Geçmiş ümmetlere farz kıldığı gibi bizlere de farz kıldığı oruç ibâdetinde de kim bilir, ne sırlar ve hikmetler vardır. Bu sayısız hikmetlerden birkaçını sünnet-i seniyyenin lisanından ve Hak dostlarının, irfan ehli âlimlerin kalemlerinden tespit edebiliyoruz.
Hikmetlere âşinâ olmak, îmânı şevklendirir, itaati kolaylaştırır. Bu sebeple gelin orucun hikmetlerini birlikte okuyalım:
Oruç; insanın irade ve rûhunun güçlenmesine sebep olur. Oruç, kuvvetli bir irade eğitimidir.
Oruç ibâdetini yerine getiren insanlar; daha nâzik ve uyumlu olup, kaba ve bencil davranışlardan uzak dururlar. Bu hâlleriyle mü’minler; zorluklara sabrederek, sıkıntılara göğüs gererek, açlığa-susuzluğa dayanarak, nefse hâkim olma melekesini kazanırlar. Fakirlik ve yoksulluğun ne demek olduğunu daha iyi anlarlar. Bütün bunların yanında orucun; sağlık yönünden, ekonomik, sosyal ve pedagojik bakımdan da çok faydaları vardır. Mü’min bu eğitimi de Peygamber Efendimiz’den ve O’nun hadîs-i şeriflerinden öğrenir.
O şöyle buyurur:
“Oruç bir perdedir, biriniz oruç tutacak olursa kötü söz sarf etmesin, bağırıp çağırmasın.

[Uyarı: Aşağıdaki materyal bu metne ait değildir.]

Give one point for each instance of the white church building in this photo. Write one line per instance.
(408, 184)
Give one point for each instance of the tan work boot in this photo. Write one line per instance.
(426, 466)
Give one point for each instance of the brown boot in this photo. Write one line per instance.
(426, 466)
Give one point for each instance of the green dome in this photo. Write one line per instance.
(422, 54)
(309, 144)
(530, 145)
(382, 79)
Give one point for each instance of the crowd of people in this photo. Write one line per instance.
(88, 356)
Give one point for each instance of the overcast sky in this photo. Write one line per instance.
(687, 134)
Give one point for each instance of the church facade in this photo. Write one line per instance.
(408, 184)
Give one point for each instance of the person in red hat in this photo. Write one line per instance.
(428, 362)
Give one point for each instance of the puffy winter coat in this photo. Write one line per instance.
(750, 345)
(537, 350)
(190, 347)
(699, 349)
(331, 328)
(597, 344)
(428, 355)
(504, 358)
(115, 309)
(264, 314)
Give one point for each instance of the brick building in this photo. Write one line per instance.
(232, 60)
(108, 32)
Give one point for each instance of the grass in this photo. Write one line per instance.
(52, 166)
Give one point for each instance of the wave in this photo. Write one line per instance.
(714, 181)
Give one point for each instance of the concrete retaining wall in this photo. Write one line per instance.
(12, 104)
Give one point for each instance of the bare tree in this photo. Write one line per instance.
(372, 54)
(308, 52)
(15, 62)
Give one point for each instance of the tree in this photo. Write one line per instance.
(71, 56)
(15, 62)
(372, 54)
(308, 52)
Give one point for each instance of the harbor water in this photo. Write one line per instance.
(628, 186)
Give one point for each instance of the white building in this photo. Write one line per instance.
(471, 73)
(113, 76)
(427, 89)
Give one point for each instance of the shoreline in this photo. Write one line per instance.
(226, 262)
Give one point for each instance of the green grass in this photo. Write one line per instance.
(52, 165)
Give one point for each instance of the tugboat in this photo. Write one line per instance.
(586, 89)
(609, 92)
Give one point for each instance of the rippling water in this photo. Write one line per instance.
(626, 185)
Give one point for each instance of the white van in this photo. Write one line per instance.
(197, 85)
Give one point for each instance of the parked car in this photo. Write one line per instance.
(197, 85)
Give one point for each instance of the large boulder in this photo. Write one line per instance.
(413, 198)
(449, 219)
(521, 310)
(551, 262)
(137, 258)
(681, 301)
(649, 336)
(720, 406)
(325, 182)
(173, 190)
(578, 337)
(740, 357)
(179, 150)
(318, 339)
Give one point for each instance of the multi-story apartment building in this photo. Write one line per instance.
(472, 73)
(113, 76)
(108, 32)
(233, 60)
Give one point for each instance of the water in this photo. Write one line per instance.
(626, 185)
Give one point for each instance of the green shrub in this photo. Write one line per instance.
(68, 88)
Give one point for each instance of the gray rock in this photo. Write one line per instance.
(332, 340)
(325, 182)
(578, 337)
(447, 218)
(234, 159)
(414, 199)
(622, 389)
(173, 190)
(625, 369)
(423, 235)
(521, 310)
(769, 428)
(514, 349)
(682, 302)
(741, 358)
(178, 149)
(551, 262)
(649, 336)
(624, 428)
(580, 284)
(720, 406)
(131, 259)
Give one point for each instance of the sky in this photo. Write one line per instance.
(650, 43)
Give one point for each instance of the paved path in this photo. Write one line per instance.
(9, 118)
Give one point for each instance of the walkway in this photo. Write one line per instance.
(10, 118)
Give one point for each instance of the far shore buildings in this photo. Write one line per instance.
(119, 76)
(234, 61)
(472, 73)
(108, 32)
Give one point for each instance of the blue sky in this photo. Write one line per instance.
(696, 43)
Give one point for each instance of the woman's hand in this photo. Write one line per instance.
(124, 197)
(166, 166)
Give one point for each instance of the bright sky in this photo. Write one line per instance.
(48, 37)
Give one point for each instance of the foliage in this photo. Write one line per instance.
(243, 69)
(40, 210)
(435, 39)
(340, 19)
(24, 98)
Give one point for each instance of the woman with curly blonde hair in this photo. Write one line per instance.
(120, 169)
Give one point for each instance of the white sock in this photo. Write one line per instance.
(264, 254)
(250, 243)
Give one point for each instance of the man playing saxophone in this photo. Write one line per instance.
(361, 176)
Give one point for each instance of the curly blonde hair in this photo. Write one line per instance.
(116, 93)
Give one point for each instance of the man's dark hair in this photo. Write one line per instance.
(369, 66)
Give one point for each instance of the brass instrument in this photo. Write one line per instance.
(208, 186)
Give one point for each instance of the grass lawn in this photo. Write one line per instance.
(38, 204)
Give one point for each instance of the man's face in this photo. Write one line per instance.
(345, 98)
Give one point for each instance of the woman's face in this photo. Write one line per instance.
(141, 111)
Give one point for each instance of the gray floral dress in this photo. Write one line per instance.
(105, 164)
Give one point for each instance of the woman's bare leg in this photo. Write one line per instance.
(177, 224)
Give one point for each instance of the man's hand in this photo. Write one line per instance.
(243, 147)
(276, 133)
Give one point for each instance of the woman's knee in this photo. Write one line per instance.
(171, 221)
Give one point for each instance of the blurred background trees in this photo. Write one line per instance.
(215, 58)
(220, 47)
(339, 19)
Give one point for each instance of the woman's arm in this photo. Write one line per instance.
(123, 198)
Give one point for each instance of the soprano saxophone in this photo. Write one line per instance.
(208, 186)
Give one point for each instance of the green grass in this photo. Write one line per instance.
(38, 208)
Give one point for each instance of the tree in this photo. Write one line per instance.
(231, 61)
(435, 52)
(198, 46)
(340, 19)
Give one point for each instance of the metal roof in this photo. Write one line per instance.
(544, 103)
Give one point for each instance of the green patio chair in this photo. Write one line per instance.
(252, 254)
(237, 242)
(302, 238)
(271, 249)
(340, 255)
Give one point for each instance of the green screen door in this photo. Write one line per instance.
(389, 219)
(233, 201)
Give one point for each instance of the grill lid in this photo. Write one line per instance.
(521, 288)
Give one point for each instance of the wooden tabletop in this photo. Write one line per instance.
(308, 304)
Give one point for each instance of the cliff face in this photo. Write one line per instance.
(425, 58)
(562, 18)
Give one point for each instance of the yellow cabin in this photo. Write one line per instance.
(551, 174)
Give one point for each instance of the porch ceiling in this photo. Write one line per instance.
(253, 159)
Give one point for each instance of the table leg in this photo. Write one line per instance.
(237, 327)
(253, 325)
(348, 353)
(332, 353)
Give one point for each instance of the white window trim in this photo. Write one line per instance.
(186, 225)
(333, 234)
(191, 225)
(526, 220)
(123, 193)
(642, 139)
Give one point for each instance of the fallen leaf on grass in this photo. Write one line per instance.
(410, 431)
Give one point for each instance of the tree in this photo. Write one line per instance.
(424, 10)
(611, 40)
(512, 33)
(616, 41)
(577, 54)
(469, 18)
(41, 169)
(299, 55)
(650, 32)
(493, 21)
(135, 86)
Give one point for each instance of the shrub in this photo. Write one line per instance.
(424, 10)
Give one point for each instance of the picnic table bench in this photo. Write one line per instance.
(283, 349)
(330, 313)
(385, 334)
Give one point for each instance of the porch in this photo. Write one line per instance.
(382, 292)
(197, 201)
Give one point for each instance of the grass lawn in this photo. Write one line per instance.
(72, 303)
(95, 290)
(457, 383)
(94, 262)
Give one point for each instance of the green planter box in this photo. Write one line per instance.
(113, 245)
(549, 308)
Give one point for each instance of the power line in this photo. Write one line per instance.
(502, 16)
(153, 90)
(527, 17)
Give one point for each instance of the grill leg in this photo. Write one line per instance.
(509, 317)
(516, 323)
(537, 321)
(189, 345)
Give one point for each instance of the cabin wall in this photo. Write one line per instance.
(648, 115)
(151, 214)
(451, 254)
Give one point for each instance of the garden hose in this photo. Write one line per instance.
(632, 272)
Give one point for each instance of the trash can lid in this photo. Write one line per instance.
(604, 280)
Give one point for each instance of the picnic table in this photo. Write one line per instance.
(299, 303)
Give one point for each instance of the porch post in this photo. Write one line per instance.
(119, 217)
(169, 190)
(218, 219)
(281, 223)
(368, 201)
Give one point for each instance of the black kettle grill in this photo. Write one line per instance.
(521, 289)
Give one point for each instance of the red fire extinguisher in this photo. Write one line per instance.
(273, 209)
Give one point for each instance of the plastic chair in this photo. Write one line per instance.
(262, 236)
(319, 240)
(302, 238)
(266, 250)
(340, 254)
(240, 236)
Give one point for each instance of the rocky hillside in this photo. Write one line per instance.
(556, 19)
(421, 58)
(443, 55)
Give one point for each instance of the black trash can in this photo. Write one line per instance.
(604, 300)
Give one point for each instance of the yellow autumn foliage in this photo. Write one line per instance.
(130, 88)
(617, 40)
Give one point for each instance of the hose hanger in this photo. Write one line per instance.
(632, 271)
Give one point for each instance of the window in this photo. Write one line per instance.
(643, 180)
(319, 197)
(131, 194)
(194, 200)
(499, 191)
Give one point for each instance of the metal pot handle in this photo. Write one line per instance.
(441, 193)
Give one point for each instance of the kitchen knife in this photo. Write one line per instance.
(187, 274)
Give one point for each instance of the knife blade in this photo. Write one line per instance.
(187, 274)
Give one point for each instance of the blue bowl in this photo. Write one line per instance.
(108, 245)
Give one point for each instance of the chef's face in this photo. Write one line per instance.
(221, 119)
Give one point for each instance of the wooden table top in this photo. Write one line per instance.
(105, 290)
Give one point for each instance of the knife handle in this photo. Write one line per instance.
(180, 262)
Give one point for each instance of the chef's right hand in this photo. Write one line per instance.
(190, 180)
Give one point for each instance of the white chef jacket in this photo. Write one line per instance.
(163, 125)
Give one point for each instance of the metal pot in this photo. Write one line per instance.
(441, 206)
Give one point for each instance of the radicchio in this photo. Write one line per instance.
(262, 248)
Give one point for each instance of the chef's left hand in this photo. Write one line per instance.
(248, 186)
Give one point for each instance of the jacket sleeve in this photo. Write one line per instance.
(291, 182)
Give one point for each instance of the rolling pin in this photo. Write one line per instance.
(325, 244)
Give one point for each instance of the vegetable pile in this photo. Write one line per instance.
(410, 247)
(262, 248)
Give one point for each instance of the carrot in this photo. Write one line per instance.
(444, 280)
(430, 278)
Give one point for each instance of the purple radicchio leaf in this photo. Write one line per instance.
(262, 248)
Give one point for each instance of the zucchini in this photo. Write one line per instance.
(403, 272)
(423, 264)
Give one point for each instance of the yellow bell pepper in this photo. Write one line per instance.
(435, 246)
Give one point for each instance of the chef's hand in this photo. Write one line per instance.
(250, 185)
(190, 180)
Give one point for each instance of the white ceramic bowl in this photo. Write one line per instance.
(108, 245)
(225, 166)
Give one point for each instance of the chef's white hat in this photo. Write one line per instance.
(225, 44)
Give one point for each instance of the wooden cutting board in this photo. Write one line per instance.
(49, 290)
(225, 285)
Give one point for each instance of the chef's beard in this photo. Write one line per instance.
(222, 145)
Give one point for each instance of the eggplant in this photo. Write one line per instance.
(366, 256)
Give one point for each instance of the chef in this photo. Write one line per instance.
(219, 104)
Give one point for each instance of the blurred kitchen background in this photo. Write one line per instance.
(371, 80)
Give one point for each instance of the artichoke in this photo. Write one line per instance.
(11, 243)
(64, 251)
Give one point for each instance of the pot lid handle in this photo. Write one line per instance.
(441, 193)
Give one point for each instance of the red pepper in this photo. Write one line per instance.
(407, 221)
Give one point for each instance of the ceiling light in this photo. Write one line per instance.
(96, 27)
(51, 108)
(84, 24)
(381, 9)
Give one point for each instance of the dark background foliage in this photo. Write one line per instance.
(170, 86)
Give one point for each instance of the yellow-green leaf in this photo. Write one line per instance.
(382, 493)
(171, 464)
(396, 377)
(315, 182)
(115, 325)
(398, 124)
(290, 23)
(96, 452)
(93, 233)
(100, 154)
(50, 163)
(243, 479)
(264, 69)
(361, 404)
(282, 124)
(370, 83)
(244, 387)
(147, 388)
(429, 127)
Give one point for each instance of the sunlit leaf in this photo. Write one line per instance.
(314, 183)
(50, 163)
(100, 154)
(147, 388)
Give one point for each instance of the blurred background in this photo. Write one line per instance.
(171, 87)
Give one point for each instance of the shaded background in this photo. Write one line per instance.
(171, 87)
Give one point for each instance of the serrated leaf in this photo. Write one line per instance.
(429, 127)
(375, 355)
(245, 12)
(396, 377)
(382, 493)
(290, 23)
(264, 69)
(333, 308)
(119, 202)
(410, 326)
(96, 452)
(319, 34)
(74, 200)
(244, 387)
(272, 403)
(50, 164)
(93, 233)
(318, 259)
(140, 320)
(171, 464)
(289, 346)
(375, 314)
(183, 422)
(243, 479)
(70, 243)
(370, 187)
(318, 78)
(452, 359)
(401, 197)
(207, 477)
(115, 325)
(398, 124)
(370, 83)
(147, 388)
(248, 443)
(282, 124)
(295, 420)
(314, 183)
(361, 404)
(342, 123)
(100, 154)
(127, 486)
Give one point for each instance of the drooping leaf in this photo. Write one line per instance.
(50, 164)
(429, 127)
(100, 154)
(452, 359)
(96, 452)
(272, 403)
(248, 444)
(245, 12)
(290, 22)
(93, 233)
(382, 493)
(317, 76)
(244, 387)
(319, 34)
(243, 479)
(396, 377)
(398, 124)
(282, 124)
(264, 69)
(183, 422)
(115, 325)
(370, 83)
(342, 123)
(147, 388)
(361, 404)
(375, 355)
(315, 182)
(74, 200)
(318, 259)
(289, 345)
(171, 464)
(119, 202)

Birisi kendisine yakışıksız bir söz ederse veya kavga edecek olursa; «Ben oruçluyum.» desin ve ona bulaşmasın.” (Buhârî, Savm, 9)
Oruç sırf Allah -celle celâlühû- için tutulur. Oruçlu bir insan; devamlı ibâdet hâlinde olduğu için, her an mânevî bir gözetim altında olduğunun farkına varır. Böylece insan, kendi kendini eğitir. Meselâ;
Oruçlu bir insanın; işyerinde, evinde, dışarıda, tenhada, kimsenin olmadığı yerlerde, tek başına iken, başkalarının baskısını hissetmediği bir ortamda olduğunu düşünelim. O mekânda helâl kazancıyla aldığı çeşit çeşit yiyecekler, rengârenk meyveler; uzun yaz günlerinde önünde buz gibi sular olmasına rağmen elini uzatıp da almasına, yemesine hiçbir mâni de yokken, sırf Allah korkusundan dolayı, onlara el uzatmıyorsa; bu aynı zamanda bir irade eğitimidir. Böyle bir insanın yanında, evinde yetişen çocuklar da eğitilmektedir. Kendi evinde bu şekilde yetişen bir çocuk, büyüdüğü zaman aynı güzellikleri yaşayacak ve yaşanmasına da öncülük edecektir. İşte toplumun arzuladığı maddî-mânevî huzur ortamı böylece gerçekleşmiş olur.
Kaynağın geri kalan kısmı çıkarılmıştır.